Alexander Pope’s:The Rape of the Lock



It is a mock-heroic narrative poem written by Alexander Popefirst published anonymously in 1712 in two cantos but then revised, expanded and reissued under Pope's name in  1714, in a much-expanded 5-canto version (794 lines).

  The poem satirizes a trivial incident  by comparing it to the epic world of the gods. It was based on an incident recounted by Pope's friend, John Caryll. Arabella Fermor and her suitor, Lord Petre, were both from aristocratic Catholic families at a period in England when Catholicism was legally proscribed. Petre, lusting after Arabella, had cut off a lock of her hair without permission, and the consequent argument had created a breach between the two families. Pope wrote the poem at the request of friends in an attempt to "comically merge the two." He utilized the character Belinda to represent Arabella and introduced an entire system of "sylphs," or guardian spirits of virgins, a parodic version of the gods and goddesses of conventional epic.

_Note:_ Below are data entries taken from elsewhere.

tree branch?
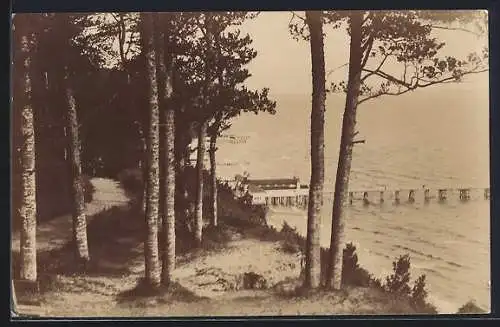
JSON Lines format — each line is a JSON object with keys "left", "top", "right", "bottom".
{"left": 430, "top": 25, "right": 483, "bottom": 37}
{"left": 327, "top": 63, "right": 349, "bottom": 78}
{"left": 360, "top": 33, "right": 374, "bottom": 69}
{"left": 361, "top": 11, "right": 372, "bottom": 26}
{"left": 360, "top": 51, "right": 392, "bottom": 83}
{"left": 290, "top": 11, "right": 306, "bottom": 23}
{"left": 362, "top": 66, "right": 412, "bottom": 87}
{"left": 123, "top": 15, "right": 136, "bottom": 59}
{"left": 358, "top": 67, "right": 488, "bottom": 105}
{"left": 358, "top": 87, "right": 415, "bottom": 105}
{"left": 118, "top": 14, "right": 126, "bottom": 64}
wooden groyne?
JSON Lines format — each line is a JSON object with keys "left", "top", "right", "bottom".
{"left": 261, "top": 187, "right": 490, "bottom": 207}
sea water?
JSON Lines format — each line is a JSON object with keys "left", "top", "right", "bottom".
{"left": 215, "top": 83, "right": 490, "bottom": 313}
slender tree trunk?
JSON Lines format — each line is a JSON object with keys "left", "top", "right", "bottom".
{"left": 326, "top": 11, "right": 364, "bottom": 290}
{"left": 192, "top": 13, "right": 214, "bottom": 246}
{"left": 12, "top": 280, "right": 17, "bottom": 313}
{"left": 194, "top": 121, "right": 207, "bottom": 246}
{"left": 138, "top": 125, "right": 147, "bottom": 212}
{"left": 155, "top": 19, "right": 166, "bottom": 265}
{"left": 64, "top": 68, "right": 90, "bottom": 266}
{"left": 155, "top": 19, "right": 177, "bottom": 286}
{"left": 18, "top": 31, "right": 38, "bottom": 283}
{"left": 161, "top": 86, "right": 176, "bottom": 285}
{"left": 303, "top": 10, "right": 326, "bottom": 290}
{"left": 174, "top": 127, "right": 190, "bottom": 232}
{"left": 209, "top": 133, "right": 218, "bottom": 227}
{"left": 141, "top": 12, "right": 161, "bottom": 288}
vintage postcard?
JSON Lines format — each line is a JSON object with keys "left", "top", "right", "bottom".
{"left": 11, "top": 10, "right": 489, "bottom": 317}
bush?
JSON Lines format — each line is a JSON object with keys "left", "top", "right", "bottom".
{"left": 457, "top": 300, "right": 486, "bottom": 314}
{"left": 117, "top": 168, "right": 143, "bottom": 196}
{"left": 341, "top": 242, "right": 372, "bottom": 287}
{"left": 410, "top": 275, "right": 437, "bottom": 313}
{"left": 279, "top": 222, "right": 305, "bottom": 254}
{"left": 385, "top": 254, "right": 412, "bottom": 296}
{"left": 410, "top": 275, "right": 428, "bottom": 308}
{"left": 383, "top": 254, "right": 437, "bottom": 314}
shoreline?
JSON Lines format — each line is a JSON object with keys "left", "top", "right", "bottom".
{"left": 265, "top": 207, "right": 488, "bottom": 314}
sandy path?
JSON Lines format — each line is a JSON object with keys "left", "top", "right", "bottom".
{"left": 171, "top": 239, "right": 303, "bottom": 299}
{"left": 11, "top": 178, "right": 130, "bottom": 253}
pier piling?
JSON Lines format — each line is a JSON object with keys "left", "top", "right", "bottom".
{"left": 408, "top": 190, "right": 415, "bottom": 203}
{"left": 363, "top": 192, "right": 369, "bottom": 206}
{"left": 424, "top": 189, "right": 431, "bottom": 202}
{"left": 254, "top": 184, "right": 488, "bottom": 208}
{"left": 459, "top": 189, "right": 471, "bottom": 201}
{"left": 394, "top": 190, "right": 400, "bottom": 204}
{"left": 438, "top": 189, "right": 447, "bottom": 202}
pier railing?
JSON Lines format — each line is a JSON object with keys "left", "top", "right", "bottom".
{"left": 259, "top": 186, "right": 490, "bottom": 207}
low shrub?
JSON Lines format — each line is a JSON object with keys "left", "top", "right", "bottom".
{"left": 456, "top": 300, "right": 486, "bottom": 314}
{"left": 281, "top": 240, "right": 302, "bottom": 254}
{"left": 330, "top": 245, "right": 436, "bottom": 313}
{"left": 385, "top": 254, "right": 412, "bottom": 296}
{"left": 242, "top": 272, "right": 268, "bottom": 290}
{"left": 341, "top": 243, "right": 372, "bottom": 287}
{"left": 279, "top": 222, "right": 304, "bottom": 254}
{"left": 384, "top": 254, "right": 437, "bottom": 314}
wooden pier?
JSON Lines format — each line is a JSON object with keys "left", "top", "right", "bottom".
{"left": 259, "top": 187, "right": 490, "bottom": 207}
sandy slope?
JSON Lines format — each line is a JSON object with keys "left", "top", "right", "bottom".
{"left": 12, "top": 178, "right": 426, "bottom": 317}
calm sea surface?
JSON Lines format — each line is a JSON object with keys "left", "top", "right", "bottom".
{"left": 216, "top": 83, "right": 490, "bottom": 313}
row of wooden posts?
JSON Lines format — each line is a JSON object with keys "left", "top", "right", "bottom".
{"left": 264, "top": 188, "right": 490, "bottom": 207}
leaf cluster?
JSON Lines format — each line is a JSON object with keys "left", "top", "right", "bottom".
{"left": 323, "top": 10, "right": 488, "bottom": 103}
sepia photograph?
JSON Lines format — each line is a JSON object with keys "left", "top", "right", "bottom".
{"left": 10, "top": 10, "right": 490, "bottom": 317}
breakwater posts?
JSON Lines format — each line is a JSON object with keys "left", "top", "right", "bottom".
{"left": 261, "top": 187, "right": 490, "bottom": 207}
{"left": 266, "top": 195, "right": 309, "bottom": 208}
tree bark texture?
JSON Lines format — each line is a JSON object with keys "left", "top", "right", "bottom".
{"left": 303, "top": 10, "right": 326, "bottom": 290}
{"left": 155, "top": 20, "right": 177, "bottom": 286}
{"left": 64, "top": 68, "right": 90, "bottom": 265}
{"left": 141, "top": 12, "right": 161, "bottom": 288}
{"left": 209, "top": 133, "right": 218, "bottom": 227}
{"left": 194, "top": 121, "right": 207, "bottom": 246}
{"left": 18, "top": 31, "right": 38, "bottom": 282}
{"left": 326, "top": 11, "right": 364, "bottom": 290}
{"left": 174, "top": 125, "right": 191, "bottom": 233}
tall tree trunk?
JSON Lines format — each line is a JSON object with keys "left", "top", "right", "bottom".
{"left": 326, "top": 11, "right": 364, "bottom": 290}
{"left": 155, "top": 18, "right": 177, "bottom": 286}
{"left": 64, "top": 68, "right": 90, "bottom": 266}
{"left": 155, "top": 19, "right": 166, "bottom": 265}
{"left": 141, "top": 12, "right": 161, "bottom": 288}
{"left": 18, "top": 31, "right": 38, "bottom": 283}
{"left": 137, "top": 124, "right": 147, "bottom": 212}
{"left": 174, "top": 126, "right": 190, "bottom": 233}
{"left": 193, "top": 13, "right": 213, "bottom": 246}
{"left": 303, "top": 10, "right": 326, "bottom": 290}
{"left": 161, "top": 83, "right": 176, "bottom": 286}
{"left": 209, "top": 133, "right": 218, "bottom": 227}
{"left": 194, "top": 121, "right": 207, "bottom": 246}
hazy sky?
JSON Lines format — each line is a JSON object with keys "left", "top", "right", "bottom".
{"left": 238, "top": 11, "right": 489, "bottom": 96}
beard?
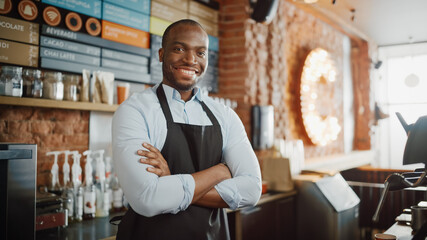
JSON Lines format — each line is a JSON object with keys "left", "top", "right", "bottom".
{"left": 161, "top": 63, "right": 203, "bottom": 92}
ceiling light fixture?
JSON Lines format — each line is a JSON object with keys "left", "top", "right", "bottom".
{"left": 404, "top": 36, "right": 420, "bottom": 88}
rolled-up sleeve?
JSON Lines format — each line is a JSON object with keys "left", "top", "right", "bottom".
{"left": 112, "top": 101, "right": 195, "bottom": 217}
{"left": 214, "top": 110, "right": 262, "bottom": 209}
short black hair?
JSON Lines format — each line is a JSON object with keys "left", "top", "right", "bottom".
{"left": 161, "top": 19, "right": 206, "bottom": 49}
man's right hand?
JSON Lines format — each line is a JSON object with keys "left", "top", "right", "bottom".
{"left": 137, "top": 142, "right": 171, "bottom": 177}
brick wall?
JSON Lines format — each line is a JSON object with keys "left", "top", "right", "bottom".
{"left": 351, "top": 39, "right": 372, "bottom": 150}
{"left": 217, "top": 0, "right": 370, "bottom": 159}
{"left": 0, "top": 105, "right": 89, "bottom": 187}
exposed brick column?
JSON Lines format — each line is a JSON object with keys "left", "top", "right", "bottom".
{"left": 217, "top": 0, "right": 252, "bottom": 135}
{"left": 351, "top": 39, "right": 372, "bottom": 150}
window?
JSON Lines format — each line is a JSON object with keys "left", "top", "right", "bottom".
{"left": 375, "top": 43, "right": 427, "bottom": 169}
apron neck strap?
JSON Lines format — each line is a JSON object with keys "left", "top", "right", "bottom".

             Pope’s poem mocks the traditions of classical epics: the rape of Helen of Troy becomes here the theft of a lock of hair; the gods become minute sylphs; Aeneas’ voyage up the Tiber becomes Belinda’s voyage up the Thames, and the description of Achilles’ shield becomes one of Belinda’s petticoats. He also uses the epic style of invocations, lamentations, exclamations and similes. Although the poem is extremely funny at times, Pope always keeps a sense that beauty is fragile, and that the loss of a lock of hair touches Belinda deeply. As his introductory letter makes clear, women in that period were essentially supposed to be decorative rather than rational, and the loss of beauty was a serious matter.

The humour of the poem comes from the tempest in a teapot of vanity being couched within the elaborate, formal verbal structure of an epic poem. When the Baron, for example, goes to snip the lock of hair, Pope says,
The Peer now spreads the glittering Forfex wide,
T' inclose the Lock; now joins it, to divide.
Ev'n then, before the fatal Engine clos'd,
A wretched Sylph too fondly interpos'd;
Fate urged the Sheers, and cut the Sylph in twain,
(But Airy Substance soon unites again)
The meeting Points the sacred Hair dissever
From the fair Head, for ever and for ever!
— Canto III
Using epic battle imagery to describe a small pair of ladies' scissors satirizes the ridiculous nature of the whole situation.

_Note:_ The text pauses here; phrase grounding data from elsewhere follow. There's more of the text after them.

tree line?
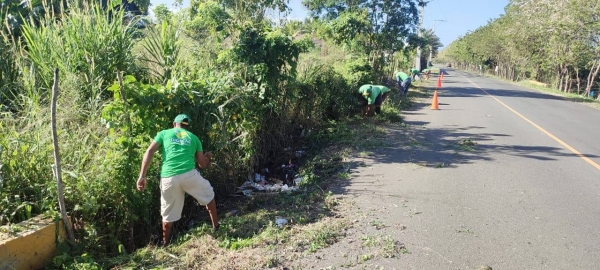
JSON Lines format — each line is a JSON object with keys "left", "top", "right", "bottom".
{"left": 440, "top": 0, "right": 600, "bottom": 98}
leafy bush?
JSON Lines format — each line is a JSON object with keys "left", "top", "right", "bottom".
{"left": 0, "top": 0, "right": 404, "bottom": 262}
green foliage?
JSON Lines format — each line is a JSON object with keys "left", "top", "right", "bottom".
{"left": 140, "top": 21, "right": 181, "bottom": 83}
{"left": 52, "top": 253, "right": 102, "bottom": 270}
{"left": 186, "top": 0, "right": 231, "bottom": 39}
{"left": 19, "top": 1, "right": 138, "bottom": 103}
{"left": 0, "top": 0, "right": 411, "bottom": 265}
{"left": 0, "top": 42, "right": 20, "bottom": 109}
{"left": 152, "top": 4, "right": 173, "bottom": 24}
{"left": 128, "top": 0, "right": 150, "bottom": 14}
{"left": 305, "top": 0, "right": 419, "bottom": 74}
{"left": 441, "top": 0, "right": 600, "bottom": 95}
{"left": 212, "top": 0, "right": 288, "bottom": 23}
{"left": 328, "top": 10, "right": 369, "bottom": 46}
{"left": 342, "top": 56, "right": 375, "bottom": 86}
{"left": 231, "top": 25, "right": 309, "bottom": 87}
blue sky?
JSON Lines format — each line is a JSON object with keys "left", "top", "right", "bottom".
{"left": 150, "top": 0, "right": 509, "bottom": 48}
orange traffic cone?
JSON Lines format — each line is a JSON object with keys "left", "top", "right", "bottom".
{"left": 436, "top": 76, "right": 442, "bottom": 89}
{"left": 431, "top": 90, "right": 440, "bottom": 110}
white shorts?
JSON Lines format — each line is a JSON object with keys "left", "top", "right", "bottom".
{"left": 160, "top": 169, "right": 215, "bottom": 222}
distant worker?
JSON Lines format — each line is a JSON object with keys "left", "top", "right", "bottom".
{"left": 396, "top": 71, "right": 412, "bottom": 95}
{"left": 410, "top": 67, "right": 420, "bottom": 81}
{"left": 136, "top": 114, "right": 219, "bottom": 246}
{"left": 422, "top": 68, "right": 431, "bottom": 80}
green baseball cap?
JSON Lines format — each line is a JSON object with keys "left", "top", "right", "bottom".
{"left": 174, "top": 114, "right": 190, "bottom": 125}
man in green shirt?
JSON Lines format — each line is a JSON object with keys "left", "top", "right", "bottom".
{"left": 410, "top": 68, "right": 420, "bottom": 80}
{"left": 396, "top": 71, "right": 412, "bottom": 95}
{"left": 358, "top": 84, "right": 390, "bottom": 116}
{"left": 137, "top": 114, "right": 219, "bottom": 246}
{"left": 358, "top": 84, "right": 378, "bottom": 116}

The Selection from Canto 11 p
The sun rises with all its splendor in the sky and throws its crimson radiance over the ocean. But Belinda, who competed in brightness with the sun, came out of her house with even greater light getting o a boat, sailed upon the surface of the silver-bright water of the river Thames. Beautiful ladies and finely dressed young gentlemen glittered around her. But the eyes of every one were fixed on her only. She wore a glittering cross on her bosom. Even Jews and others who do not believe in the divine quality of Christ would have worshiped that cross because of the beautiful breast on which it shown. Her bright glances were a proof of her alert mind which was as quick as her eyes and unstable as her glances.

She gave her smiles to everybody but showed no special inclination towards anyone. Even when she rejected the advances of a man, she did so in an inoffensive manner. Those who looked at her were dazzled by her beauty. If beautiful young girls have any faults to hide, her grace, her sweetness and modesty would have hidden the faults of Belinda. If any feminine follies had fallen to Belinda, you would have ignored them all simply by seeing her beauty and  sweetness.

The beautiful Belinda possessed two locks of hair which hung gracefully in equal curl and which wrecked the peace of men's minds who saw them. It seemed that these locks with their bright ringlets had entered into an agreement with each other to embellish her smooth and ivory-white neck. Men who looked at her would have been captured by, and kept as prisoners in the maze of Belinda's hair, and even men with very strong hearts would have fallen victims to the charm of her delicate hair. We catch birds with traps in which we use horse-hair; similarly, we catch fish with fishing lines in which we use horse-hair of which the fish are not in the least suspicious. Likewise, men who belong to the sovereign class of earthly beings are caught in the trap of women's fair curls. A beautiful woman can attract man with a single hair.

The adventurous Baron admired the bright locks of Belinda. He looked at those locks; he longed for them, and was filled with ambition to possess that treasure. Having determined to carry out his purpose, he tried to think of some device that he could use to rob Belinda of her locks, and he was ready to use fraud in order to do that. When the efforts of the lover have been rewarded with success, few people ask whether he won his object by means of fraud or force.